Stretch-Shortening Cycle (SSC)

  • The Stretch-Shortening Cycle: This cycle refers to the muscle-tendon system converting stored elastic energy into kinetic energy, effectively enhancing the velocity and height of jumps through pre-active stretches and rebounds of tendons.

    • Mechanisms enhancing SSC effectiveness:

    • Elastic strain energy storage.

    • Muscle-tendon interaction optimizing energy use.

    • Forced preload enhancing jumps.

    • Increased time for activation enhancing power output.

    • Stretch reflexes triggering muscle activation for more forceful contractions.

Elastic Strain Energy Storage

  • Elastic energy storage depends on stiffness and elongation of tendons:

    • Performance can be significantly influenced by energy stored in tendons.

    • Overcoming force-velocity limitations in muscles allows for faster movements through tendon elasticity, akin to a jet engine powering through speed.

Movement Example: Frog Jump Analogy

  • Frog Mechanics: Similarities between human and frog jumping mechanics emphasize the functional evolutionary adaptations of our limbs.

    • Performing frog-like jumps offers insight into human biomechanics as both depend on maximizing muscular tendencies and elastic energy in a catapult fashion.

Implications for Biomechanical Training

  • Assessing Movement Patterns: Evaluating individuals' jump mechanics can help define their reliant muscle groups, suggesting a tailored exercise program focusing on enhancing strength and speed.

  • Natural Biomechanics: Training should adopt a foundational understanding of the natural movement’s biomechanics in significant sports, ensuring alignment with both strength and speed requirements in specific training programs.

  • Injury Prevention: Understanding the principles of muscle-tendon interactions can aid in designing preventive strategies against sports-related injuries.
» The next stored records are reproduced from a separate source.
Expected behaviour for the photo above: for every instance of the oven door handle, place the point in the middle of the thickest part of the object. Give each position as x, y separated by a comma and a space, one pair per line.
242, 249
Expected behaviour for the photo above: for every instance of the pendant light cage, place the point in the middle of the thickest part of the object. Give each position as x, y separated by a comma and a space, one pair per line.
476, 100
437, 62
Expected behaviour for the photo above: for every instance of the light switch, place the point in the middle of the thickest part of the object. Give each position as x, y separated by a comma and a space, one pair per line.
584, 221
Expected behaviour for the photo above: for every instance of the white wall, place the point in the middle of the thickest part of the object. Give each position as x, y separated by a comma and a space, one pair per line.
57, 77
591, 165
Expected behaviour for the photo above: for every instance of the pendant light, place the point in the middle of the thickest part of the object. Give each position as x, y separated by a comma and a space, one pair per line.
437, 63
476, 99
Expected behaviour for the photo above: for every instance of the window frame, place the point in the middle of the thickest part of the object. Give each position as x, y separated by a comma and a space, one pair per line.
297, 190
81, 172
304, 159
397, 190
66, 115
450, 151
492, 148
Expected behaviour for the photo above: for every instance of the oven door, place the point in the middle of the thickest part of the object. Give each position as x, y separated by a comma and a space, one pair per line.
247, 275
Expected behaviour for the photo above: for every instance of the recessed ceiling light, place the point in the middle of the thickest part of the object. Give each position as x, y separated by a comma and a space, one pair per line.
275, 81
Conclusion and Future Topics

  • Continuing Education: Students should focus on how the body’s mechanisms create powerful movements, while future lessons will delve deeper into building optimized movement systems for athletes by understanding both the mechanics and training principles needed.

  • Discussion Reminder: Questions and clarifications on the day's lecture's mechanisms and their implications for training methodologies should be brought forth in the next session.

  • A reminder for students to reflect on learned concepts as they will be pivotal in future discussions about how to engineer optimal human performance and movement efficiency.